30 Jahre Frauenordination in der EKR. Persönliche Marginalien


Theatermacherin (Bild: zVg)

Als ich noch ein Kind war, versammelte ich sonntags nach dem Kirchgang mit meinen Großeltern in deren Küche alle meine Plüschtierchen im Halbkreis, stellte mich auf meinen Schemel und wandte mich mit dem Satz „Ich muss jetzt predigen‟ an meine stumm lauschenden Zuhörer, meine versammelte Gemeinde. In meiner Erinnerung war mir damals eigenartig zumute ganz so, als würde es sich für mich als Mädchen nicht gehören auf erhöhter Stelle – und sei die bloß mein Kinderschemel – vor einer auch nur imaginären Gemeinde zu stehen und zu predigen - selbst wenn das nur kindisches Nachplappern aber immerhin eine Form des Reflektierens gewesen sein konnte; andererseits schien es mir ein innerer Drang, ein Bedürfnis, gar eine Notwendigkeit gewesen zu sein, mich predigend zu äußern. Mein sachlich nüchterner Großvater mit seinem verschmitzten Humor muss sich damals in den Schnurrbart geschmunzelt haben und meine Omi war sicher hochbegeistert von meiner Darbietung ebenso wie meine Plüschtierchen tief beeindruckt gewesen sein mussten. Sie haben es natürlich weitererzählt, denn sooft ich im späteren Leben zu den unterschiedlichsten Themen Sermone zu halten begann, pflegte meine Mama mit einem leisen Anflug von Ironie zu sagen: „Ach ja, du musst schon wieder predigen!‟

Ich habe nicht Theologie studiert. Dafür haben mich Literatur und Theater in ihren Bann gezogen und mir eine  andere Art von Kanzel geboten. Immerhin haben Lehrer, Theatermacher und Theologen etwas Grundlegendes gemeinsam: Sie wirken von ihren mehr oder weniger erhöhten Arbeitsplätzen performativ auf andere Menschen ein und können unter Umständen durch kompetente Ausdauer und mit etwas Geschick oder gar Glück Veränderungen in ihrem Umfeld hervorrufen oder wenigstens anregen. Also wurden Katheder und Bühne später mein Podium, meine weltliche Kanzel sozusagen. Und irgendwann im Verlauf ehrenamtlichen Engagements für Gemeinde und Kirche nahm ich mir die Freiheit auch die hohe Kanzel zu besteigen. Ich tat das als Leiterin meines interkonfessionellen und intergenerativen Spielensembles Interludium (ca. 2010-2013/14 in Bartholomä aktiv), mit dem ich mehrere Weihnachts- und Auferstehungsspiele inszeniert habe. Ich muss zugeben: Man sah Solches hier nicht immer mit Wohlwollen oder Verständnis. So als stünde es mir als Frau nicht zu, zumal ich keinen um Erlaubnis gebeten und aus eigenem Antrieb die hohe Warthe bezogen hatte... Man muss sich als Frau gerade in der Kirche manches trauen, sich nicht verbiegen, nicht einschüchtern lassen, man...was sage ich?! frau muss zum eigenen Selbst stehen, als Frau agieren, reflektieren und für sich sprechen. Das bedeutet Emanzipation und Fortschritt für unsere Kirche. Das konterkariert patriarchalische Strukturen. Das verhilft der Kirche zu neuen Kommunikationsformen, die unserer postmodernen, stark zerrütteten Zeit entsprechen und wünschenswerter Weise Alternativen versprechen.

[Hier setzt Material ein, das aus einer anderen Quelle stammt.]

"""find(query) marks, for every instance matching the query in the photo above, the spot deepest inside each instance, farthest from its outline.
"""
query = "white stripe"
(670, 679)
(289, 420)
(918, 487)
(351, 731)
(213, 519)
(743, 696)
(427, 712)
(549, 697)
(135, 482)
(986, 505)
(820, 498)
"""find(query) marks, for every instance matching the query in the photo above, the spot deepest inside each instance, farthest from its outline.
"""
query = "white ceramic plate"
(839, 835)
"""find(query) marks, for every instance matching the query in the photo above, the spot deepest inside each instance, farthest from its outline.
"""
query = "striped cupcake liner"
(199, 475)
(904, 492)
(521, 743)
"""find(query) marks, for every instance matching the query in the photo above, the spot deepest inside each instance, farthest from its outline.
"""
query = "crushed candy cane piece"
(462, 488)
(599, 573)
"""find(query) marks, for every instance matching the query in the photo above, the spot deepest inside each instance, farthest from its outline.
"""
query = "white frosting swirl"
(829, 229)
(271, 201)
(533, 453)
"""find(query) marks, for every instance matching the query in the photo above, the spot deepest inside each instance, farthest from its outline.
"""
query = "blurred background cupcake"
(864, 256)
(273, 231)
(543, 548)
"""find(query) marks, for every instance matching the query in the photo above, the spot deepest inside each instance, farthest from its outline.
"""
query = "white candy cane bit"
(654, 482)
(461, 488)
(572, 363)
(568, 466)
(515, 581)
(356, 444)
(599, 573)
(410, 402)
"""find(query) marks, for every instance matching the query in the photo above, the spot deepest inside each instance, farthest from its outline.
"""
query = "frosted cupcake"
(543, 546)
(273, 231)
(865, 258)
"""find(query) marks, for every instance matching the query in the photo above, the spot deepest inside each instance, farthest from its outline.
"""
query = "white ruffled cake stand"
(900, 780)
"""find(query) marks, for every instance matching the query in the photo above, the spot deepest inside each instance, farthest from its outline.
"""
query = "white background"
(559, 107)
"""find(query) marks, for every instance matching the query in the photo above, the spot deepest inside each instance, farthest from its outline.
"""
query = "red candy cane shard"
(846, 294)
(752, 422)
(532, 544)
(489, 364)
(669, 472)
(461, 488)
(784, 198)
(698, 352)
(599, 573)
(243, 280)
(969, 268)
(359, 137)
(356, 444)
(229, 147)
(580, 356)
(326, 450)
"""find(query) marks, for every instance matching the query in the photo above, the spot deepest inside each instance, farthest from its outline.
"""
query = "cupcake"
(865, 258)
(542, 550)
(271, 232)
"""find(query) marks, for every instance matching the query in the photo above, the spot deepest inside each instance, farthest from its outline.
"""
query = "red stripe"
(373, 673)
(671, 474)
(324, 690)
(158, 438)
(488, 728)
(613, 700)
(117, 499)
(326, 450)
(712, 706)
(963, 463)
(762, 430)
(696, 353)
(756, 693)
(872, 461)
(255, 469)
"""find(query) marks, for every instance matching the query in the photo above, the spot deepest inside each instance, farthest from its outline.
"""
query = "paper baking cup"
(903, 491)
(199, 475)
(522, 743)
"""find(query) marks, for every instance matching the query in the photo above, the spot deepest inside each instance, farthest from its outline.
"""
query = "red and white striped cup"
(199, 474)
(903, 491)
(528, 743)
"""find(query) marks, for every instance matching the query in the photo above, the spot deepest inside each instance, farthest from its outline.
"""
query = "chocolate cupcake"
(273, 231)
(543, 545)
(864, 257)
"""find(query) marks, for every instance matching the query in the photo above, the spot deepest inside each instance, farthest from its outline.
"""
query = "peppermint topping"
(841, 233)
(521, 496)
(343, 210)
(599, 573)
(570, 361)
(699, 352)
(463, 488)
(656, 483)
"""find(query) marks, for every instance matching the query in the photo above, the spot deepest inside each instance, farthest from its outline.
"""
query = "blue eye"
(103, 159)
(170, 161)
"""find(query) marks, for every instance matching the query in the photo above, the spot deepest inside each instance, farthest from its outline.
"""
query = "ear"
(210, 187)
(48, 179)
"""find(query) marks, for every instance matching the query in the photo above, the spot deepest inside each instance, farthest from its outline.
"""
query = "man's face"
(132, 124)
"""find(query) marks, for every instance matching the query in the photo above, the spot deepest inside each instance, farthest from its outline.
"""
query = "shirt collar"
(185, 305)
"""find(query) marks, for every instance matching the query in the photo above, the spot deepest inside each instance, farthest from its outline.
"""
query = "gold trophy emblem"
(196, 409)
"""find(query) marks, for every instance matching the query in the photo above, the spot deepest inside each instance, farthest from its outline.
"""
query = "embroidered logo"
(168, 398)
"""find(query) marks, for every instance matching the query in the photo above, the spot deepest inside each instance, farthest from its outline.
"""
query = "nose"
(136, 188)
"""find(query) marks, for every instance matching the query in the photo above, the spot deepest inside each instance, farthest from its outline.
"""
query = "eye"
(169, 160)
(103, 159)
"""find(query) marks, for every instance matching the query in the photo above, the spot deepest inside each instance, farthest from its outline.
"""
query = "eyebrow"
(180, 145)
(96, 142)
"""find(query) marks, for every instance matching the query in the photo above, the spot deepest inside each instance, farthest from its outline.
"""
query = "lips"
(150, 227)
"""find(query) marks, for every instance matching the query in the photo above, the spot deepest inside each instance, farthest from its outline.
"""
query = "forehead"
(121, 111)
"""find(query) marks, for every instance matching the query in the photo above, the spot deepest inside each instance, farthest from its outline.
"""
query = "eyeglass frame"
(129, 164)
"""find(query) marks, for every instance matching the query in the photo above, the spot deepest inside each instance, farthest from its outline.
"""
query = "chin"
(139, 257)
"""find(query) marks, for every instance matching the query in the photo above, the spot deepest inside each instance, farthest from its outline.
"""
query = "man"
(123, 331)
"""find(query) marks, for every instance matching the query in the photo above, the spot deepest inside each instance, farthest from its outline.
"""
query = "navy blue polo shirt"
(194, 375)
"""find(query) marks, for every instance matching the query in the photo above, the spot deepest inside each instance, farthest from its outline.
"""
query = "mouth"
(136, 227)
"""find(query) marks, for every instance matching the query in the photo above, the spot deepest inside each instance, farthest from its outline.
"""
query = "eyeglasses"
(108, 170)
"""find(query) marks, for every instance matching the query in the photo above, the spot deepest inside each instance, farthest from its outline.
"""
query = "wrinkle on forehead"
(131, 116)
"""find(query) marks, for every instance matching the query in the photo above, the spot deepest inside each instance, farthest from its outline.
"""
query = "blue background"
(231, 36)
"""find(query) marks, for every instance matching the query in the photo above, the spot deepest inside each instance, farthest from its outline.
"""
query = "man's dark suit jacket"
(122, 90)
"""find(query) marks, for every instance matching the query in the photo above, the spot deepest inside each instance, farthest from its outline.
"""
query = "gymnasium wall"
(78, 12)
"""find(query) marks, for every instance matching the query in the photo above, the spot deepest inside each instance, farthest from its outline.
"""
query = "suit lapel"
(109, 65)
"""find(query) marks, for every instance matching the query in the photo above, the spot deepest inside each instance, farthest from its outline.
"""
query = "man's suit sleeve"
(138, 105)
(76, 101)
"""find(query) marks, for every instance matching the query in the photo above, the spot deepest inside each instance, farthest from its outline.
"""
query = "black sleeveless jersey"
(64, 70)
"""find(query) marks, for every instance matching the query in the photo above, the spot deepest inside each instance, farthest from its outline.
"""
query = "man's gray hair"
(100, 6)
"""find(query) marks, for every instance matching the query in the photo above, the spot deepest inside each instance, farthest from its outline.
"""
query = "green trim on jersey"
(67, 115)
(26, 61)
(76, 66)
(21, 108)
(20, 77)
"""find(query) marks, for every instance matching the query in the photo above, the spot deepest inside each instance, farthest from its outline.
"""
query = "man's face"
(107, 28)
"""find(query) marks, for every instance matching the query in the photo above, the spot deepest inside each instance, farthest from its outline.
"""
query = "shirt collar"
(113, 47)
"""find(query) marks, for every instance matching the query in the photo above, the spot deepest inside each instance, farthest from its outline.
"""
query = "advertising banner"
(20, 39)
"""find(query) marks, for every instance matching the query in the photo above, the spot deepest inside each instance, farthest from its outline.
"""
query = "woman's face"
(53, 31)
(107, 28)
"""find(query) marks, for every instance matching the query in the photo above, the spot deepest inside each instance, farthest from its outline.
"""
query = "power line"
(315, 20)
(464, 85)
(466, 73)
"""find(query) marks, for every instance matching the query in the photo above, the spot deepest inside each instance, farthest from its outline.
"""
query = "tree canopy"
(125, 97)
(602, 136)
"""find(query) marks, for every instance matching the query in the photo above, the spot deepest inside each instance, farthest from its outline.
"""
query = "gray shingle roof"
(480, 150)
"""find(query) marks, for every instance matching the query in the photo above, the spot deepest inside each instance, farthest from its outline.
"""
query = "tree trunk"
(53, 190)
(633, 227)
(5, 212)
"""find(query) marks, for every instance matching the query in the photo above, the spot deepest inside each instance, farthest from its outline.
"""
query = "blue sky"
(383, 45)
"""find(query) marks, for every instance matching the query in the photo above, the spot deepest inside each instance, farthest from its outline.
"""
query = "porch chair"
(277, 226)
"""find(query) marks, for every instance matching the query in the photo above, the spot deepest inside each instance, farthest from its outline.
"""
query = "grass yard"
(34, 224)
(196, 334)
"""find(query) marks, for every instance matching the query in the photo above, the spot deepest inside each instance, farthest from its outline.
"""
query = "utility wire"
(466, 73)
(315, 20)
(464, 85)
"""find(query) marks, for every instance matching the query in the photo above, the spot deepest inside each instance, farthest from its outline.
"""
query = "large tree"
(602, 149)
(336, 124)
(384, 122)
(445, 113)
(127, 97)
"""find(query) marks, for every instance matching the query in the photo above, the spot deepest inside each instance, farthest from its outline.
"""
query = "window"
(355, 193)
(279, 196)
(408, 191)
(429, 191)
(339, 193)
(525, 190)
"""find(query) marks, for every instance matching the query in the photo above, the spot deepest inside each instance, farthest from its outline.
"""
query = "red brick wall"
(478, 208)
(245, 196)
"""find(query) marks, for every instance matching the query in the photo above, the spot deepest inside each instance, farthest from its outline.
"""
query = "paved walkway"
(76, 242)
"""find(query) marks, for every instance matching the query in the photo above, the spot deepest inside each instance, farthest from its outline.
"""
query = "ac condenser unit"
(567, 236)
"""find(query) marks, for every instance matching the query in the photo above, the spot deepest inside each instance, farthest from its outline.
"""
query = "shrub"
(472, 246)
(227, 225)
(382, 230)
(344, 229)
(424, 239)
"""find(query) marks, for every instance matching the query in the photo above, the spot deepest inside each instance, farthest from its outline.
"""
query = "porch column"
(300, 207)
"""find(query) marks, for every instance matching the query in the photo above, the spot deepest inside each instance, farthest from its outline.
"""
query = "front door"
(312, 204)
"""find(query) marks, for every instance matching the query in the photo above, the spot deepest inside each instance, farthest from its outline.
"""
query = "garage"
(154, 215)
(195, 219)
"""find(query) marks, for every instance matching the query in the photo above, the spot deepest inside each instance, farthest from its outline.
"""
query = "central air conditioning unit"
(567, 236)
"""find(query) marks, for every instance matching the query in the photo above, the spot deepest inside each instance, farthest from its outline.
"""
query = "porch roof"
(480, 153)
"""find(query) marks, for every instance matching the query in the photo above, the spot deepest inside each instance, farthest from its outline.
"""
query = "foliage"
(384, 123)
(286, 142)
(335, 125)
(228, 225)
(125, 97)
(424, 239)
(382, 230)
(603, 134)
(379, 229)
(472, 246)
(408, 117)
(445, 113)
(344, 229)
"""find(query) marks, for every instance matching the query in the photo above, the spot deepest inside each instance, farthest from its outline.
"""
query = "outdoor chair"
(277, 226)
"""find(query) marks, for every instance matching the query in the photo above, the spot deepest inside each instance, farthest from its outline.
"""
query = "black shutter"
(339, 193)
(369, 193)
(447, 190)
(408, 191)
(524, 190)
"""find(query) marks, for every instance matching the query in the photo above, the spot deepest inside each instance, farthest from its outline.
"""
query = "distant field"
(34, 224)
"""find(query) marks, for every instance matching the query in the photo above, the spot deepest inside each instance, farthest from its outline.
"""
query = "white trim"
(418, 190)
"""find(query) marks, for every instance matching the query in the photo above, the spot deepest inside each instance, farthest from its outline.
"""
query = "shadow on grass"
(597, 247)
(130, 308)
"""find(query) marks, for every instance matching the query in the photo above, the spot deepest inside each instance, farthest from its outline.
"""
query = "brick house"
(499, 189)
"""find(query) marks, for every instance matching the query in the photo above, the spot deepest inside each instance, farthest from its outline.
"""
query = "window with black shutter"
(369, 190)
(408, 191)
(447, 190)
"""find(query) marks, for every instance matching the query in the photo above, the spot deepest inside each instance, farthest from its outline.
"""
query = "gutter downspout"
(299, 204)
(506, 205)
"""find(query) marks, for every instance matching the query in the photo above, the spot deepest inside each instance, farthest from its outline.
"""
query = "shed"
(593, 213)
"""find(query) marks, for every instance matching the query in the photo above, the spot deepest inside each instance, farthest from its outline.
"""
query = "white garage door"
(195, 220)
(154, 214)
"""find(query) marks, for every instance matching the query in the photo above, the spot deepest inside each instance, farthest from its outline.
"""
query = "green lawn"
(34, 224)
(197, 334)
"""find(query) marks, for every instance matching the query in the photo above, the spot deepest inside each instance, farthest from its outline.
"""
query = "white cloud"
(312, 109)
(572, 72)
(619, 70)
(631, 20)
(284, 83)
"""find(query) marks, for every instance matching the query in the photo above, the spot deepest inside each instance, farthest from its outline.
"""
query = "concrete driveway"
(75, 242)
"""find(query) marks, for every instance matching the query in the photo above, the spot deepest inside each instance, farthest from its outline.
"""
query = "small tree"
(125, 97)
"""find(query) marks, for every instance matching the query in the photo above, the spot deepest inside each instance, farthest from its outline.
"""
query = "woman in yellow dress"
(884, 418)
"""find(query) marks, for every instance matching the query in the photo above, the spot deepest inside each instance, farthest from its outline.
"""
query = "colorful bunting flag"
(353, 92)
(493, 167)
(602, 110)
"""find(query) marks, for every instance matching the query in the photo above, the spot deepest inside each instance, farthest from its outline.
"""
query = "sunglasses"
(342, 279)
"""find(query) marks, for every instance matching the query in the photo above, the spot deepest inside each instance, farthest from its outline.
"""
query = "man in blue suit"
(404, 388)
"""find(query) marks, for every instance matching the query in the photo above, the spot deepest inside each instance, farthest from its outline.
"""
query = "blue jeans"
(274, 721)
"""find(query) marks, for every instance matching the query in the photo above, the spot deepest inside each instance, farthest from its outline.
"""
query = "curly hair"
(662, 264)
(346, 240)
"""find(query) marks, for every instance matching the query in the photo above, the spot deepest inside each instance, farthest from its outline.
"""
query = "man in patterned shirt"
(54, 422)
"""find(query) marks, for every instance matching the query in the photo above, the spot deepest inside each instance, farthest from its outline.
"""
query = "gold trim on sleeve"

Der weibliche Diskurs von der Kanzel, vor dem Altar und in die Gemeinden hinein kann der Schlüssel zu einer Wende sein. In diesem Sinne widme ich die nachfolgenden Gedichte allen ordinierten und nicht ordinierten Frauen der EKR, die beherzt und engagiert in Amt und Ehrenamt ihre Frau zu stehen wissen!

Ein Gott auf offener Flur
        
Er hängt am Kreuz,
das fest in karger Hügelerde steckt,
und seine Arme deuten seitlich ausgestreckt
nach West, nach Ost.
Gern würde er die Arme
an den Körper holen,
sie einfach hängen lassen,
dann würden sie weniger schmerzen
und er könnte auch
die Blöße seiner Lenden
verbergen.
Auf offener Flur
bewegt sich nur der Wind,
er treibt die Wolken tief
und wirbelt Krähen durcheinander,
leicht wie in schwarzer Tinte getränkte Papierfetzen.

Der Gott am Kreuz träumt
den Traum vom Schierlingsbecher,
der an ihm vorüberzieht
und
dass er sich auf den Weg macht,
unbeschwert und aller Verantwortung entledigt
und nicht als Opfer
und dass er auch so
den begehrten Platz
in den obersten Rängen bekommt.
Und mitten im Traum verliert er sich
in bergender Umarmung,
dass sein Körper andere Körper spürt
und darin aufgeht: lustvoll schmerzlos.

Auf  offener Flur steckt das Kreuz
tief in karger Hügelerde
und der Gott daran hat sich
im Tod längst festgefroren.
Sein verträumtes Lächeln
legt sich wie ein Tuch über die weite Flur,
wie eine leichte Frauenhand.

Heiligabend
    
Kein hoher Dom,
keine weite Flur,
kein Ton,
kein Mensch im Lichtflimmer
der Sterne, die
vor Ewigkeiten ihren
Schein ausgehaucht haben.

Es raschelt irgendwo das Rohr vom
Wind bewegt wie von Geisterhand
und Schatten streichen über die Wände,
über die Körper, derer sich kaum einer erinnert,
denn
was da liegt und sich erhebt, ist
fast schon verjährt, verhärtet, verdorrt, verderbt
vergessen,
in alten Schuhkartons eingemottet.

Lediglich der Geschmack von Pfeffer und Zimt
haftet den Lippen an, wenn man sie küsst.

Allerheiligen (2023)

Heute ist Feiertag, sagst du
mir in aller Herrgotts Frühe,
während deine Stimme noch etwas rau ist von dem Schlaf.
Ein Festtag für die Seele, sagst du noch,
nachdem du dich mit abgewendetem Kopf räusperst,
der Gang zum Friedhof lohnt sich,
man sieht sich selbst, wie man war und wie man wird
und schätzt das Sein im Jetzt, fügst du noch hinzu.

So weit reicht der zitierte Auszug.